I first really encountered poetry not long after graduating from college. I was reading a book and came across an excerpt of a poem by John Donne, Eclogue: at the Marriage of the Earl of Somerset
“Now, as in Tullia’s tomb, one lamp burnt clear,
Unchanged for fifteen hundred year,
May these love-lamps we here enshrine,
In warmth, light, lasting, equal the divine.
Fire ever doth aspire,
And makes all like itself, turns all to fire,
But ends in ashes; which these cannot do,
For none of these is fuel, but fire too.
This is joy’s bonfire, then, where love’s strong arts
Make of so noble individual parts
One fire of four inflaming eyes, and of two loving hearts.”
I read this poem over and over and the meaning seeped into me and I thought, “How wonderful! What else has this guy written?” So I went to the library and found a book of poetry by John Donne and began to read. No one told me that John Donne was probably not the best poet with which to start my poetry journey and I only understood a fraction of what I read, but I was entranced by his words, by the ideas, by the images which arose in my heart and mind as I read his poetry so I kept reading. Then I began to look for poetry in the books that I read and “discovered” George Herbert and Christina Rossetti and others. What riches!
By this time I began having children and we read Mother Goose rhymes and sang songs together. When my oldest son started kindergarten, the curriculum I was using included a coloring book with Robert Louis Stevenson poems for children. I would read the poem and my son would color the pictures. The next year, another poet was suggested and I began to read poetry to my children as part of school and eventually we read it over dinner or just because we were in the mood. Bed in Summer by R.L. Stevenson, the Sing Song poems by C. Rossetti, When Daddy Fell Into the Pond by Alfred Noyes, The Sugarplum Tree and Wynken, Blynken, and Nod by Eugene Field, The Owl and the Pussycat by Edward Lear, Custard the Dragon by Ogden Nash, T.S. Eliot’s cat poems, and so many others. We read and re-read our favorites. We read Milne’s books of poetry for children and volumes of nonsense verse along with many anthologies.
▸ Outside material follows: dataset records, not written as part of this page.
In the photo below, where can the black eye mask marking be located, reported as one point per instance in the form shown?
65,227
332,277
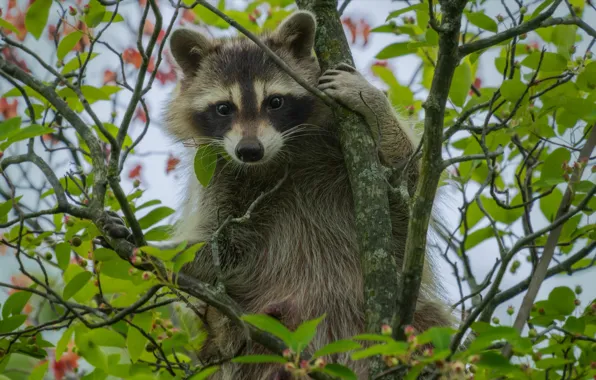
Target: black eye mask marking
293,111
216,120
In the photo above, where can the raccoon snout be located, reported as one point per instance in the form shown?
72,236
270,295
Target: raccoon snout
250,150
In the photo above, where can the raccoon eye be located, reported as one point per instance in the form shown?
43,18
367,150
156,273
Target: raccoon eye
223,109
276,102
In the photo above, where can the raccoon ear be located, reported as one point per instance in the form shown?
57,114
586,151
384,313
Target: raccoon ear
297,32
188,48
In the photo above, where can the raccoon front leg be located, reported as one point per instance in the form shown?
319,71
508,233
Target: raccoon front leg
348,87
116,229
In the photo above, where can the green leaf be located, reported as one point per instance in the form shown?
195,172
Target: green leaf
562,299
12,323
108,16
550,204
439,336
159,233
586,80
552,169
493,360
63,254
68,43
89,350
93,94
563,36
155,216
552,363
414,372
485,338
7,25
135,340
271,325
205,373
76,284
15,303
8,127
76,62
95,14
340,371
5,208
384,349
513,89
37,17
25,133
306,332
205,163
552,62
481,20
111,128
339,346
478,237
462,81
105,254
397,49
260,359
106,338
39,372
177,340
63,341
373,337
575,325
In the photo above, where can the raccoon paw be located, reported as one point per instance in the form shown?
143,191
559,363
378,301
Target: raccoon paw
348,87
116,227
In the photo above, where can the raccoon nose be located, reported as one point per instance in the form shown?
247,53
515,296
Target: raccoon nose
250,150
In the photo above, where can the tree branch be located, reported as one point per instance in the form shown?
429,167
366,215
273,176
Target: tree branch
552,240
431,166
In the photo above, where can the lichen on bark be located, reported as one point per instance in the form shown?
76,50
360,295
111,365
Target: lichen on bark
367,179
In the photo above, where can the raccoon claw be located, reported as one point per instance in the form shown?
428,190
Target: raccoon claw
345,85
116,227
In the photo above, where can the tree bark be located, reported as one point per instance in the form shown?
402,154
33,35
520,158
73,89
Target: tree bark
368,182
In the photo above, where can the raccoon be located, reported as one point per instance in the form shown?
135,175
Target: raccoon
297,256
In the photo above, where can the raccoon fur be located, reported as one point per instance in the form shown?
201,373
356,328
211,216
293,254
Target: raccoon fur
297,256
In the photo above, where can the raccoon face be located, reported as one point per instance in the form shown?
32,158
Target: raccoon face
234,94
We began memorizing poems more systematically after I read this post at The Common Room Blog and managed to get my hands on my own copy of Penny Candy by Jean Kerr so I could read the original chapter the DHM mentions in her post. With wonderful poetry lists at Ambleside Online, we were off. Each boy had his own poet and we read a poem daily while each child worked on memorizing a poem. Sometimes I chose poems for them to memorize; sometimes they chose their own. They memorized so many wonderful poems and although I don’t know how many of the poems they remember completely, their vocabulary and turns of phrase and ways with words have been permanently enriched.
These days we are reading an anthology of Modern Poetry with my high school senior and Lord Byron with my freshman. Both boys are memorizing If by Rudyard Kipling. Sometimes we like a poem, sometimes we are bewildered by a poem, sometimes we hate the poem, sometimes we abandon a poet as being too annoying, but we keep reading poetry because it is part of our lives.
Who reads poetry these days? Our family does and I heartily recommend that you read poetry, too. You will be glad you did.